The petitioner also contends that the Board abused its discretion in dismissing his untimely request for administrative relief because he informed the Board that his attorney had abandoned him. He alleges that, after the August 14, 1985 revocation hearing, he requested his counsel, verbally and in writing, to take an appeal should he receive an adverse decision.[5] If, in fact, the petitioner did request his attorney to file an appeal, the failure to do so may have constituted ineffective assistance of counsel. The record, however, contains no evidence whatever as to whether or not such a request was made by the petitioner. Accordingly, we are unable to determine if counsel was functioning as guaranteed by law. LaCourt.
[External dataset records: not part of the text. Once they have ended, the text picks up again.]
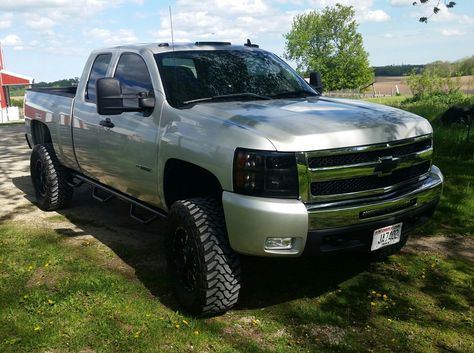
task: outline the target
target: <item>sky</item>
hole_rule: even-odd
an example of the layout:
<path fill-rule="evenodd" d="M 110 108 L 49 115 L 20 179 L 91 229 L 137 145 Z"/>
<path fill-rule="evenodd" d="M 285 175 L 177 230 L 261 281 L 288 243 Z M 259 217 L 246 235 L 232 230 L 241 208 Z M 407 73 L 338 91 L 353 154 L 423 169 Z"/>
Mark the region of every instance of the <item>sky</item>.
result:
<path fill-rule="evenodd" d="M 35 82 L 80 77 L 91 50 L 174 39 L 247 38 L 282 56 L 284 34 L 297 14 L 336 3 L 356 10 L 373 66 L 455 61 L 474 55 L 474 0 L 457 0 L 428 24 L 432 6 L 413 0 L 0 0 L 0 42 L 5 69 Z M 438 0 L 430 0 L 436 4 Z M 442 1 L 441 1 L 442 2 Z M 294 63 L 290 62 L 294 66 Z"/>

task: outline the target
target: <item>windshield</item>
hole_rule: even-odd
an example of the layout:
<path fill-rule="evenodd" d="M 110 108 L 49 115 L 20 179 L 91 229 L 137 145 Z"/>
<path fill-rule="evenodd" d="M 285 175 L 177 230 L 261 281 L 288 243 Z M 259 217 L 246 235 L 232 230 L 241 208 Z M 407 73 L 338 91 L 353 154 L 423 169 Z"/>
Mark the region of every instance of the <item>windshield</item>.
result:
<path fill-rule="evenodd" d="M 283 60 L 265 51 L 175 51 L 156 54 L 155 59 L 173 107 L 317 94 Z"/>

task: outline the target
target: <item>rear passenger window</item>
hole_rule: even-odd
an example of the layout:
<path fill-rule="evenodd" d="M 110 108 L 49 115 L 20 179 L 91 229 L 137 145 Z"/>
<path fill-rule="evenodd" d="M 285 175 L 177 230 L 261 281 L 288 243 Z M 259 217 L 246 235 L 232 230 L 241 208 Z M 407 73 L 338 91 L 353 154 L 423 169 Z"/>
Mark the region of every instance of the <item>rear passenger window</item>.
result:
<path fill-rule="evenodd" d="M 89 75 L 89 81 L 86 86 L 86 99 L 95 103 L 95 84 L 99 78 L 105 77 L 107 68 L 109 67 L 110 59 L 112 54 L 100 54 L 94 60 L 92 64 L 91 73 Z"/>
<path fill-rule="evenodd" d="M 150 73 L 145 61 L 137 54 L 123 54 L 117 64 L 114 77 L 120 81 L 123 94 L 140 92 L 153 94 Z"/>

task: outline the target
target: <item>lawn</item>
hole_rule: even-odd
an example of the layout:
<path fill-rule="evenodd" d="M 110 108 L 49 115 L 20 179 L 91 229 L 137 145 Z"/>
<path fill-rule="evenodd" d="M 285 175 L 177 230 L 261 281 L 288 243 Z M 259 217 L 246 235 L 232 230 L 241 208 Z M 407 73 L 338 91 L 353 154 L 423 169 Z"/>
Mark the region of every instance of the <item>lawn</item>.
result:
<path fill-rule="evenodd" d="M 472 239 L 474 137 L 438 124 L 441 105 L 384 103 L 433 122 L 446 186 L 417 235 Z M 26 217 L 34 208 L 14 211 Z M 474 262 L 455 251 L 411 246 L 379 263 L 244 257 L 237 307 L 196 319 L 171 293 L 161 236 L 147 246 L 122 241 L 126 234 L 104 241 L 96 235 L 113 233 L 113 220 L 93 214 L 51 213 L 46 221 L 0 223 L 2 353 L 474 352 Z M 65 222 L 95 238 L 66 232 Z"/>

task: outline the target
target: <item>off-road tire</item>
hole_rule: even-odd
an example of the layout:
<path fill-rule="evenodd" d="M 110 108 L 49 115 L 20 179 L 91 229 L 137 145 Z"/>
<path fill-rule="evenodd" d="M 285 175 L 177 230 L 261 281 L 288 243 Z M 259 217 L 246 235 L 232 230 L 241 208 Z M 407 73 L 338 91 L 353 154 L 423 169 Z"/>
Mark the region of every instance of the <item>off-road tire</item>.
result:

We will, therefore, remand this matter to the Board for an evidentiary hearing on the issue of whether or not the petitioner was denied the effective assistance of counsel by virtue of his attorney's failure to file an appeal from the September 12, 1985 recommitment order.

*492 ORDER

AND NOW, this 9th day of June, 1987, the September 12, 1985 and February 5, 1986 orders of the Pennsylvania Board of Probation and Parole in the above-captioned matter are vacated and this case is remanded to the Board for an evidentiary hearing on the issue of the effectiveness of the petitioner's attorney.

Jurisdiction relinquished.

NOTES

[1] The criminal conspiracy charge was dismissed.

[2] The petitioner was recommitted to serve sixty-six months backtime for his technical and convicted parole violations.

[3] A petition for review must be filed within thirty days of the entry of a quasijudicial order or appealable order pursuant to Pa. R.A.P. 1512(a)(i).

[4] On March 10, 1986, this Court also ordered that the Beaver County Public Defender be appointed to represent the petitioner in this matter.

[5] We note that a copy of the Board's September 12, 1985 recommitment order was sent to the petitioner's attorney thereby informing him that the statutory period within which to take an appeal had begun.